The recruits start off with a simulated mission briefing where they are given a layout of the course and what needs to be done to complete the mission.
To get the recruits accustomed to the chaos of battle, speakers blare the loud sounds of explosions, machine gun fire and aircraft. The obstacles on the course are designed to simulate the different terrains Marines may encounter in combat.
Recruits crawl through tunnels.
Balance their way across rope bridges.
And crawl beneath barbed wire.
The morning training ended with recruits practicing close-quarters combat using pugil sticks.
Designed to simulate fighting with a bayonet, each end of the stick is padded with a different color — red and black. The red end represents the bayonet.
Rifle range pre-qualification
Six weeks into boot camp, the men and women of Lima Company have moved north from MCRD to Camp Pendleton to continue their training.
This week, they are on the Bravo shooting range, training for their Marine Corps rifle prequalification. For the majority of recruits, this is their first experience with a firearm.
To learn how to become proficient, recruits are paired with a combat marksmanship coach.
In previous weeks, before being allowed on the range, recruits were taught gun safety, to familiarize themselves with their weapon and the four standard Marine shooting positions — standing, kneeling, sitting and prone. On the course, they practice these shots from the 200-, 300- and 500-yard range.
The point of the training is not only to get recruits comfortable with firing their weapons but also to improve their marksmanship. Recruits were each given a notebook to plot where they’re going to shoot, mark where the shot landed and make any necessary adjustments.
Mid-point perspective: Drill instructors
At the mid-way point of training, KPBS sat down with three of the drill instructors of Platoon 3241, the all-female platoon of Lima Company, to get their perspective on how the training is going so far.
The drill instructors say the women of this recruiting class seem to know the microscope they are under and are more motivated and pushing themselves harder.
“There is a big difference (between training male and female recruits). The female recruits … they’re quicker on their feet. They understand better. They move faster. They just give so much more and maybe, maybe it’s because this group of young ladies knows that they have something to prove. So they’re going at 1000% at all times.”
— Drill Instructor Sgt. Ikea Kaufman, one of the first female drill instructors to graduate from Drill Instructor Course at MCRD, San Diego.
The 60-strong platoon has since had their numbers reduced by four because of injuries. One recruit was badly injured in a freak accident and another had COVID-19 and was not able to continue.

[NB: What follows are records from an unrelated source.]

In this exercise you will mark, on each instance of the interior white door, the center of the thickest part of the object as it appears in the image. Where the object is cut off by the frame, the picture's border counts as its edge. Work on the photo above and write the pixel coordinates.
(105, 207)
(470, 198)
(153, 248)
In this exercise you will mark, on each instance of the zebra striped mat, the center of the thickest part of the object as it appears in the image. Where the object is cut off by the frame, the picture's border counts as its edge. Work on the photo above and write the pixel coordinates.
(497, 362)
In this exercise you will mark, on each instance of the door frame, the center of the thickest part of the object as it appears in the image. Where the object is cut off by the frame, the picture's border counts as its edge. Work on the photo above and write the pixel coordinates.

After coming in last during their initial drill, the female platoon has been outperforming their male counterparts, taking first place on the final drill, initial physical fitness test (PFT) and final physical fitness test.
“I think that they’ve been pushed physically harder than I have (when I went through boot camp) because we feel like we have something to prove. And it’s created this higher bar so they don’t feel like they’re meeting this higher bar but in reality, they’re exceeding the bar.”
— Senior drill instructor Staff Sgt. Amber Staroscik, who was brought in from Parris Island to oversee the first group of female recruits in San Diego.
Halfway through boot camp and drill instructors have already seen a difference in the recruits.
“One girl, when she got here … she had a problem with conforming. She wouldn’t move quickly, wouldn’t really sound off for us. She gave attitude and after a while — and I’ve said this to my team — but she’s one of the most improved. Now the way she is, she takes initiative, which is great. She motivates other recruits. She’s always helping other recruits selflessly … she wasn’t doing any of that before.”
— Drill instructor Sgt. Stephanie Fahl, one of the first female drill instructors to graduate from Drill Instructor Course at MCRD, San Diego.
This is an ongoing digital series and we will update accordingly as Lima Company progresses through boot camp.